Winning program Eugene Goostman was developed primarily by software engineer Vladimir Veselov, and presents itself as a 13-year-old Ukrainian boy. Neither the current version of the program nor the transcripts have been made available yet by the contest administrators. I did obtain, however, some transcripts from a 2012 contest with an earlier version of Eugene persuading several judges of its humanity.

At first blush, the thought of a computer masquerading as human is frightening. Has machine intelligence really progressed so much? Are we close to such programs usurping our own authority and taking over the world? No and no. The question in need of answering is: How did Eugene convince the judges? What about Eugene’s responses made Eugene appear human?

To answer this question, I will try to explain some of the guts of Eugene, based on my best guess as to how it operates. As you’ll see, Eugene is something of a Wizard of Oz-like figure. From the outside, the program may seem quite conversant, but it’s making use of psychological smoke and mirrors to play on people’s presuppositions about what is “human” and what is not. In the following transcript, a judge is conversing with Eugene, trying to determine its true nature. The judge is allowed to say anything whatsoever, so a smart judge should try to do things to trip up a computer program and get it to react in a way that a human never would. But this judge eventually guessed Eugene to be a foreign female child (although Eugene never got around to giving a name or gender in the transcript).

Judge: Hello, what is the weather like tomorrow?

Eugene: In my native town people says that meteorologists are like sappers: they make a mistake only once, but the difference is that sappers do that once in a lifetime and meteorologists - daily. Do you like weather today?

Eugene identified the word “weather” here and delivered a potted joke about “sappers” (combat engineers) and meteorologists. This is a wholly scripted line by the program’s creator; nothing was invented on the fly. Unable to answer the question, Eugene’s joke and subsequent question attempt to make the judge forget that his own question was not answered.

Judge: Why do birds suddenly appear?

Eugene: Just because 2 plus 2 is 5! By the way, what’s your occupation? I mean - could you tell me about your work?

Eugene responds to a “why” question with the potted response “2 plus 2 is 5”, which actually seems apropos in light of the judge’s non sequitur. Eugene quickly asks another question, phrased twice to make it appear less formal, more foreign, and more “human.”
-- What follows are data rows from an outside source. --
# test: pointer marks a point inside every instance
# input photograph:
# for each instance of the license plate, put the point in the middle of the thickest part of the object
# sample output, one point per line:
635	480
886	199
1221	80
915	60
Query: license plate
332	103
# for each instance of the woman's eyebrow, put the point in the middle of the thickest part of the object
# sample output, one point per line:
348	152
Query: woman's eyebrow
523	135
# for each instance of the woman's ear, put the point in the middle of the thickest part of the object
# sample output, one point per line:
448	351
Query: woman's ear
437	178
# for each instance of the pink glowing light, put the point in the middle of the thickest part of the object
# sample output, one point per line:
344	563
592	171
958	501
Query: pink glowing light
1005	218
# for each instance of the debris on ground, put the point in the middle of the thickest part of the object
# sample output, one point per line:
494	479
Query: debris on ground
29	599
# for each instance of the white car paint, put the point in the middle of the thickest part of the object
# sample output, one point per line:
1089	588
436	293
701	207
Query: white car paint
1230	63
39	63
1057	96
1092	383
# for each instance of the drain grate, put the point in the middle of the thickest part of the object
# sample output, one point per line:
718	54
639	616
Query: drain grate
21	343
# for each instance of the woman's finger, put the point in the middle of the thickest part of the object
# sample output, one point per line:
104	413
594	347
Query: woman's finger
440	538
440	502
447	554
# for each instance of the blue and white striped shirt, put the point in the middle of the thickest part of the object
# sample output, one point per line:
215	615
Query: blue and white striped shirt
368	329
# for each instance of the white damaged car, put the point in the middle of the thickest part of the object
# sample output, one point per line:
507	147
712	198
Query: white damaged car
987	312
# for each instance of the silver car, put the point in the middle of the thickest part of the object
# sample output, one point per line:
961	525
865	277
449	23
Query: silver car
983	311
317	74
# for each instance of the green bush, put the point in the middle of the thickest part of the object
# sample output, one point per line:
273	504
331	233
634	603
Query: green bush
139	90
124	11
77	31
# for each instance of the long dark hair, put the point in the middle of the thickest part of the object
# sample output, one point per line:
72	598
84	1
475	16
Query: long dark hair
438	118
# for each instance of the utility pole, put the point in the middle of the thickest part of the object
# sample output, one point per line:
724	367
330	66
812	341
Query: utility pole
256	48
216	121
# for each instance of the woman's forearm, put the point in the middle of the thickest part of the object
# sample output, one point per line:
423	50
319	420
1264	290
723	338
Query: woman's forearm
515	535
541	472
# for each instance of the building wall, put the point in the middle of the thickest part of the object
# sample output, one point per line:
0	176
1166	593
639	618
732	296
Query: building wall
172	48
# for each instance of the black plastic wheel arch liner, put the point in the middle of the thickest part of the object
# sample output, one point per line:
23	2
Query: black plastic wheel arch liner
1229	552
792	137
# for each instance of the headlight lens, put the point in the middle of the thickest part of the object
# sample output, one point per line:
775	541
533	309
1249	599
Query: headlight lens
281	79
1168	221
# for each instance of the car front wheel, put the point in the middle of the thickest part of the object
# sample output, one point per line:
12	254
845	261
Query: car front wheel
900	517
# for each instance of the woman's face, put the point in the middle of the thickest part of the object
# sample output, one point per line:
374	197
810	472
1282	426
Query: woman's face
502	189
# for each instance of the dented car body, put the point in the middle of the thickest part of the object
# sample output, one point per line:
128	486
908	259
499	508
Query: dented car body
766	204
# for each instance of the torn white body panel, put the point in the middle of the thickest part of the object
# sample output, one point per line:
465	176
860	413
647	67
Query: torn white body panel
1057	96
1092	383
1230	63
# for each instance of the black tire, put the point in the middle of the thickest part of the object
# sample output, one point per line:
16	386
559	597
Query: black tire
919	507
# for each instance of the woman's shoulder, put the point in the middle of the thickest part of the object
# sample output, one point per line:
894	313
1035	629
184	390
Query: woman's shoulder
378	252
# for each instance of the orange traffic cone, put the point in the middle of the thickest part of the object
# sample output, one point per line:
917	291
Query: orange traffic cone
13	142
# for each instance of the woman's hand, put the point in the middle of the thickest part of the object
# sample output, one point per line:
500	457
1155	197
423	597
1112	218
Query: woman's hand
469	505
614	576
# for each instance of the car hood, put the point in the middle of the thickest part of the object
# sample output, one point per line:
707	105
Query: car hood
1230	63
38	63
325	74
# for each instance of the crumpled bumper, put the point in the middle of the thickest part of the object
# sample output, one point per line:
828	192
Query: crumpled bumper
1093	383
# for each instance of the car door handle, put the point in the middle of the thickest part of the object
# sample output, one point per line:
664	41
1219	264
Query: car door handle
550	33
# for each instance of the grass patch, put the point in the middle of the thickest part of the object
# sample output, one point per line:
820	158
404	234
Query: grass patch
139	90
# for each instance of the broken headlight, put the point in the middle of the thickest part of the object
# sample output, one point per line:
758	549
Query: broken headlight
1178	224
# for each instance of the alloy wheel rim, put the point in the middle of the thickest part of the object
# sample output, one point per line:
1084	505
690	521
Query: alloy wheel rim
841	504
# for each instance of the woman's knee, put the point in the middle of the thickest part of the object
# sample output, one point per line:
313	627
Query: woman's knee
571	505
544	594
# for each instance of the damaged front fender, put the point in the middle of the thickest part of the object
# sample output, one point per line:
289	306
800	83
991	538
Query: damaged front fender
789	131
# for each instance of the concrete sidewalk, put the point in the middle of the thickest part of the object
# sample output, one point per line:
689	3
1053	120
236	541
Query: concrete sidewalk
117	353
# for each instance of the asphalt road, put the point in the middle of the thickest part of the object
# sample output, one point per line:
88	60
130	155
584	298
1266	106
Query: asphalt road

Judge: Yes, I am a doctor. Are you healthy?

Eugene: Well, so tell me about your work. I think - doctor is a nice specialty!

Eugene is able to pluck “doctor” out of the “I am a doctor” sentence to use it in a response. It’s unable to answer “Are you healthy?” But Eugene has already demanded more follow-up from the judge.

Judge: It is ok, I get sick of sick people. How is your stomache feeling today? Is it upset maybe?

Eugene: I think you can’t smile at all. I bet you work in a funeral agency.

Judge: What do you work as?

Eugene: I am a scholar. I’m too young to make money.

Judge: I see, what school do you go to?

Eugene: I attend an ordinary school in Odessa, my native city. Its number is 28 if it makes any difference to you.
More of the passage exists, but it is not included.